Two of us were together--a little underbrush shielded us. We drew our bows, loosed the arrows and off they flew. The flight of an arrow is a beautiful thing; it is grace, harmony, and perfect geometry all in one. They flew, and fell short. The deer only looked at them. We nocked again and shot. This time we dropped them just beneath his belly. He jumped forward a few paces and stopped to look at us. Slowly we reached for a third arrow, slowly nocked and drew it, and away it went, whispering in the air. One grazed his withers, the other pierced him through the loose skin of the brisket and flew past.

With an upward leap he soared away in the woods and we sent our blessing with him. His wound would heal readily, a mere scratch. We picked up our arrows and returned to camp to have bacon for supper, perfectly happy.

An arrow wound may be trivial, as was this one, or it may be surprisingly deadly, as brought out by an experience of Arthur Young. Once when stalking deer, the animal became alarmed and started to run away behind a screen of scrub oak. Young, perceiving that he was about to lose his quarry, shot at the indistinct moving body.

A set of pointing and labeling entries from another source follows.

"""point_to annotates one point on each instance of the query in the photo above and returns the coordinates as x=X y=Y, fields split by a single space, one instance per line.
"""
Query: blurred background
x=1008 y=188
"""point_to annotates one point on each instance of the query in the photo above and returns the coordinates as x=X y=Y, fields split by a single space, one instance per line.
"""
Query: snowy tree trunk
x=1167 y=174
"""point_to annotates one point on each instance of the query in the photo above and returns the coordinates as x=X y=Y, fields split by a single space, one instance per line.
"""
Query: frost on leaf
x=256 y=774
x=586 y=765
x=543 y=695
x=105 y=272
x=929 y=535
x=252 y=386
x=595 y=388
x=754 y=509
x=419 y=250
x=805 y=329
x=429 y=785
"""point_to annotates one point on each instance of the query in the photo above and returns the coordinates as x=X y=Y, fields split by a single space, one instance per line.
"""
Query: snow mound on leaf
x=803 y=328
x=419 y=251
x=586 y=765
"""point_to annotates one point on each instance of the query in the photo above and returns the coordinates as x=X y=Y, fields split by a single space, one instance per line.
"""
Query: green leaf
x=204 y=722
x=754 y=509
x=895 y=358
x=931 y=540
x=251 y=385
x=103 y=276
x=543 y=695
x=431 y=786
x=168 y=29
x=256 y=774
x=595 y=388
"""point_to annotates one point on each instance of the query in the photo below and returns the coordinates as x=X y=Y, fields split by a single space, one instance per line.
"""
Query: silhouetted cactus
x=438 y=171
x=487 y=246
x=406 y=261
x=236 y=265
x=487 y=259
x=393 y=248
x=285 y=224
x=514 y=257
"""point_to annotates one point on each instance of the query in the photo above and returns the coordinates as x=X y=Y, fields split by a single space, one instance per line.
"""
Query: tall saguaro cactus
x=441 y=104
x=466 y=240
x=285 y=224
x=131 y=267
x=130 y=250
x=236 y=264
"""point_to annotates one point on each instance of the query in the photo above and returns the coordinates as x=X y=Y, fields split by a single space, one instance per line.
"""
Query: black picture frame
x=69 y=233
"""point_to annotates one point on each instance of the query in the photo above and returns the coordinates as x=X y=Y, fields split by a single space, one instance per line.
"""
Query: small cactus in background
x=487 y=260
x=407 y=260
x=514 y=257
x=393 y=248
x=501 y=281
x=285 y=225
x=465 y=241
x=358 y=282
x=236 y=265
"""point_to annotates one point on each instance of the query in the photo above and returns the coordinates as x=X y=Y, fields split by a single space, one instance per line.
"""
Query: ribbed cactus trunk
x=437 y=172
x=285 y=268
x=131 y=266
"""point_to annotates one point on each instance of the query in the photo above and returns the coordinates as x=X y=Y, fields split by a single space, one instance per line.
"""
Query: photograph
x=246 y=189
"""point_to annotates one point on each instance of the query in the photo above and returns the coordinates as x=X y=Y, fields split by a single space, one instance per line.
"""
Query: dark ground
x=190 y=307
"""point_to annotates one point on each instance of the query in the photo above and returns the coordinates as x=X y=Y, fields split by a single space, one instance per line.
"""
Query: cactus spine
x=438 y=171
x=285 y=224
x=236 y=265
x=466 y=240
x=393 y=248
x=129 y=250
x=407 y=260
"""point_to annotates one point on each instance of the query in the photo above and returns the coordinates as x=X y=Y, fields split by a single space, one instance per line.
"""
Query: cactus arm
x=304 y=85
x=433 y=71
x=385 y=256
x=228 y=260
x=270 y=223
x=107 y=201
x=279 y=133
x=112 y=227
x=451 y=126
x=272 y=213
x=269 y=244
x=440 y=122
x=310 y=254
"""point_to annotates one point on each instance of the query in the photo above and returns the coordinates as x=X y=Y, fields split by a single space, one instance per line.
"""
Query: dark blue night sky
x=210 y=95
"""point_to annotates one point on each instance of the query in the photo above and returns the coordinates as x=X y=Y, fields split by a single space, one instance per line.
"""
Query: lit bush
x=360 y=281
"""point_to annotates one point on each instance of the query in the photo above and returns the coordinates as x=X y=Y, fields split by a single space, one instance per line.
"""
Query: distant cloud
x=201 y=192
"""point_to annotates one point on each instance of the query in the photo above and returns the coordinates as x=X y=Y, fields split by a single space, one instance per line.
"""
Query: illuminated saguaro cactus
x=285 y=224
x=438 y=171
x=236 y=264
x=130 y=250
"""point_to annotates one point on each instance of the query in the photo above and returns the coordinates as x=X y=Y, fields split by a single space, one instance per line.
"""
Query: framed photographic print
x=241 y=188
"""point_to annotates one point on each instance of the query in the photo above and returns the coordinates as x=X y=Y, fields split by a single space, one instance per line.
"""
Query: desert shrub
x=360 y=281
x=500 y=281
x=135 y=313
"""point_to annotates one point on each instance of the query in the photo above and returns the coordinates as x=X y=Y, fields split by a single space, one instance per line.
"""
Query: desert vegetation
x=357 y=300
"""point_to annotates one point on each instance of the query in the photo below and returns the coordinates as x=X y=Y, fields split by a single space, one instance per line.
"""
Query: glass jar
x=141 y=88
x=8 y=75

Thinking that he had missed his shot, he searched for his arrow and found that it had plowed up the ground and buried its head deep in the earth. When he picked it up, he noted that it was strangely damp, but since he could not explain it, he dismissed the matter from his mind.

Next day, hunting over the same ground, he and Compton found the deer less than a hundred and fifty yards from this spot. It had run, fallen, bled, risen and fallen down hill, where it died of hemorrhage. Their inspection showed that the arrow had struck back of the shoulder, gone through the lungs and emerged beneath the jaw. With all this it had flown yards beyond, struck deeply in the earth, and was only a trifle damp.

Upon another occasion, while hunting cougars with a hound, I came abruptly upon a doe and a buck in a deep ravine. It was open season and we needed camp meat. Gauging my distance carefully, I shot at the buck, striking him in the flank. For the first time in my life, I heard an adult deer bleat. He gave an involuntary exclamation, whirled, but since he knew not the location or the nature of his danger, he did not run.

My hound was working higher up in the canyon, but he heard the bleat, when like a wild beast he came charging through the undergrowth and hurled himself with terrific force upon the startled deer, bearing him to the ground. There was a fierce struggle for a brief moment in which the buck wrenched himself free from the dog's hold upon his throat and with an effort lunged down the slope and eluded us. Because of the many deer trails and because the hound was unused to following deer, night fell before we could locate him.